Выбрать главу

Но он сказал: они не пойдут клином.

Если они пойдут фалангой — сомкнутым строем — с последующим окружением дома, один из станковых пулеметов, точнее, левый без стрелка с закрепленным в одном положении стволом, почти теряет значение, так как от его пуль легко увернуться. И если они на время откажутся от захвата террасы, остается ждать нападения со стороны входной двери, после того как они окружат дом, но и террасу бросать нельзя.

Он постарался не думать об этом и не думать о голоде и жажде, прекрасно понимая, что глупо отравиться сейчас, когда все, что он хотел сделать, сделано, и необходимо только ждать.

Он еще раз прошел по комнатам, проверил пулеметы, и поцеловал ствол каждого, и поцеловал нож, который держал при себе и лезвие которого звенело, как хрусталь.

Пеплом из камина он нарисовал стрелки на стенах комнат, заранее определив и указав себе путь отступления — из комнаты в комнату, и подумал, что этот маршрут действителен, если он поведет оборону дома, начиная с террасы. Кроме того, он нарисовал на стенах комнат курсивные стрелки — путь отступления, которому он должен следовать, если нападут со стороны входной двери и отступать придется, начиная с прихожей. И те, и другие стрелки сходились в самой дальней угловой комнате, где не было ни мебели, ни пулеметов, где много лет назад он родился.

Нельзя остаться

Старик упал, возвращаясь из магазина субботним утром: нога его случайно ступила в узкий ржавый желоб водостока, заасфальтированный под небольшим наклоном, рядом с его подъездом. Падал он медленно, как падают старые люди, а все разрозненные мысли его, потаенные атомы сознания, мгновенно устремились в вывихнутую лодыжку, точно металлическая пыль к близкому магниту. Он услышал тихий взрыв бутылки можайского молока, почувствовал парной его запах, услышал свой стон, но ему показалось, что стон этот пал с высоты, зародившись в небесной синеве.

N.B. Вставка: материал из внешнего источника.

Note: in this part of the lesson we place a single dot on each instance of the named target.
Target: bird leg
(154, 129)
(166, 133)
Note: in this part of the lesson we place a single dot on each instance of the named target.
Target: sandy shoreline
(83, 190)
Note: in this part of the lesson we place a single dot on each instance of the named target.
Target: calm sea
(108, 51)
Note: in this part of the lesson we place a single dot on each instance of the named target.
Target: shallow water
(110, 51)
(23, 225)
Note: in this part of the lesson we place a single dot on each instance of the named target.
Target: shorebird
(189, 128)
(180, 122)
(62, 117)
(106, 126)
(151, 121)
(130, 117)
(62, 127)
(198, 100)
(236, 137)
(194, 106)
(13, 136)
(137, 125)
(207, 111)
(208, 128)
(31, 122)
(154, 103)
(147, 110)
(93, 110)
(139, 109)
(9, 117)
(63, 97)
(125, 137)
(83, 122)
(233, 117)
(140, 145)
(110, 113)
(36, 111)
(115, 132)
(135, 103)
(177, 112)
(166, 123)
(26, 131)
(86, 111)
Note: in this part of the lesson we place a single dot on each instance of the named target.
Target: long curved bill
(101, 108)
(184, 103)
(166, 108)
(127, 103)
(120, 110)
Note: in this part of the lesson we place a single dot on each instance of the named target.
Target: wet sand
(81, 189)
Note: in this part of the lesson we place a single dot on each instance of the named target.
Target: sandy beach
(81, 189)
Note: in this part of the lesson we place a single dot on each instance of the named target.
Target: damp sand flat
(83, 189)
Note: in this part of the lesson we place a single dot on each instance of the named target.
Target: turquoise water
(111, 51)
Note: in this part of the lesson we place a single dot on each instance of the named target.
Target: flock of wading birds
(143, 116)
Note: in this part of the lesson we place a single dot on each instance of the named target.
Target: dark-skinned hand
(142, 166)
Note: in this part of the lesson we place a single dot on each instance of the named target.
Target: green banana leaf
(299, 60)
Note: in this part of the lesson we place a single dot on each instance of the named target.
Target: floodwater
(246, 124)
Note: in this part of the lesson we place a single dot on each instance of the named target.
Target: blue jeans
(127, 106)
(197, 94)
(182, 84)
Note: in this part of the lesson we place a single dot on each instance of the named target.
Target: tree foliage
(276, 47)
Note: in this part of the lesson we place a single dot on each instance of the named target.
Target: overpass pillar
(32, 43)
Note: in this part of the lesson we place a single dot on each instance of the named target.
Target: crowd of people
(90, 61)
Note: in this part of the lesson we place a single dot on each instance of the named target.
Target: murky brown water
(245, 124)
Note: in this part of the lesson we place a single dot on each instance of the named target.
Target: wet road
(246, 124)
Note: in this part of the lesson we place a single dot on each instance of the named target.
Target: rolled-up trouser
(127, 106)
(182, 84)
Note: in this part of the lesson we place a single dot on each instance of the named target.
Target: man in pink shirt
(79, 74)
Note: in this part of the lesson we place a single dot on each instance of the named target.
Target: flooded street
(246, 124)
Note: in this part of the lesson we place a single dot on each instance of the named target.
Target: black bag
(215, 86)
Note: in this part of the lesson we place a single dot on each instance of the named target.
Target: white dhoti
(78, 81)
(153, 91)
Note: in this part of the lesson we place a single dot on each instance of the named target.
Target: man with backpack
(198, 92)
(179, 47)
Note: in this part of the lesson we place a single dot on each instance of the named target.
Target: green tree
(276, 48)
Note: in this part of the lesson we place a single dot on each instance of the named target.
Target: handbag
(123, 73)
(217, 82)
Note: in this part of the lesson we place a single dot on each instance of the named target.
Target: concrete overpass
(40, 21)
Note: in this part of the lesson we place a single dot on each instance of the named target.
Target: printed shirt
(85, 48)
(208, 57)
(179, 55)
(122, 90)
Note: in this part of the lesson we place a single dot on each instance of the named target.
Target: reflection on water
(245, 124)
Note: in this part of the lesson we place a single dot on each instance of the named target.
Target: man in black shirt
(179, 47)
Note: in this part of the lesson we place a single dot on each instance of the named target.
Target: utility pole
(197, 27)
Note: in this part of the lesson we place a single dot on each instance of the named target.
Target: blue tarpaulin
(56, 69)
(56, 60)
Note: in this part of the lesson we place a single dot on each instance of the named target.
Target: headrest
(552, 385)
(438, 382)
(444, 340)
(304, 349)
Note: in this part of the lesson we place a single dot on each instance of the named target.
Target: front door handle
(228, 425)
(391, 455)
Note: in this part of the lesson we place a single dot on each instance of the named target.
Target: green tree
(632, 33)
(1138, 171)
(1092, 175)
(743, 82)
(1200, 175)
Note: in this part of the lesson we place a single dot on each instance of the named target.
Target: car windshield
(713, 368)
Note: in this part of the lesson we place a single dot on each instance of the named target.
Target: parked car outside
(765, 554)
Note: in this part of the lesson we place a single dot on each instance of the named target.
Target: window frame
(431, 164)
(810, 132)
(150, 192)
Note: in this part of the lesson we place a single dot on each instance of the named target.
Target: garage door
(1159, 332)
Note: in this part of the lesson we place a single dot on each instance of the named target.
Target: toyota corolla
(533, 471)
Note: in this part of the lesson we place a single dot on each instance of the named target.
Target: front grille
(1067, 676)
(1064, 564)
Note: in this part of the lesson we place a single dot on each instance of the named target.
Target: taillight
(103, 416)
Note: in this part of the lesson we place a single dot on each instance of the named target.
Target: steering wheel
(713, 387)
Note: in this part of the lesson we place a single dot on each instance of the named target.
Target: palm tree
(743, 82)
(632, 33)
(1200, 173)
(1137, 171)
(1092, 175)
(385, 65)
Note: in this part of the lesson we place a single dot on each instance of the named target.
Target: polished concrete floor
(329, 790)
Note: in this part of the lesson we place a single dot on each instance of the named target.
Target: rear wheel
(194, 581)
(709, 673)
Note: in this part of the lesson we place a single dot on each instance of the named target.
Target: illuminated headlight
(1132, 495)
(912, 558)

Теплый весенний ветер трогал его редкие спутанные волосы, трогал бледные скрюченные пальцы рук, которыми безраздельно завладел холод, проникал под полы старого, легкого плаща: он лежал с открытыми, давно слезящимися глазами, и все, что прежде было неподвижным вокруг него, пришло в медленное движение, словно вовлекая его в горизонтальное падение.

Рядом вдруг возникла маленькая белокурая девочка; остановив движение исконно неподвижного, она, как ни в чем не бывало, присела перед ним на корточки и поинтересовалась, который час: левая рука с часами лежала у него перед глазами и, не чувствуя в ней ничего, кроме холода, думая, что именно с этой руки начнет умирать, он тихо ответил, удивившись, что смог ответить, а девочка поднялась и быстро, легко побежала к песочнице — так убегает время. И вновь пришли в движение дом и бордюрный камень, деревья и скамейки, тот клочок земли, что был под ним. Тогда-то он и понял, что более ему не встать, понял, что упал бы все равно, даже если бы не вывихнул лодыжку, может быть — не сегодня, но не позднее чем завтра, потому что боль в лодыжке забрала крохотный остаток сил, а новым силам попросту неоткуда было взяться: они покидали его и возвращались восемьдесят девять лет, и всегда он незыблемо знал — силы вернутся, знал так же точно, как сейчас знал, что они не вернутся.

Увидев, что старик долго не встает, к нему потянулись дети, игравшие во дворе; он знал их, и они знали его, но сознание затуманилось, затуманилось и без того слабое зрение, и перед глазами плавали светлые, дрожащие пятна их лиц, похожие на пульсирующих под водой медуз, двигались, приближаясь и отдаляясь, маленькие темные фигуры, двое кружили вокруг него на самокатах, и вновь движение живого прекратило движение мертвого, прекратило движение земли под ним. Потом подошла женщина и еще одна: они заговорили с ним, а он разобрал в их словах лишь вопросительные интонации. Понимая, что они хотят ему помочь, он попытался ответить, но не смог — с уголка разомкнутых для ответа губ по подбородку и щеке потекла горькая слюна. Женщины склонились над ним, взяли его под руки и попробовали помочь встать, но, услышав его стон, испугались, что могут навредить, отступили, переговариваясь между собой. По усилиям, которые они прилагали, чтобы его поднять, он понял, что им было тяжело, тогда как ему самому казалось, что вес его тела равен весу духа.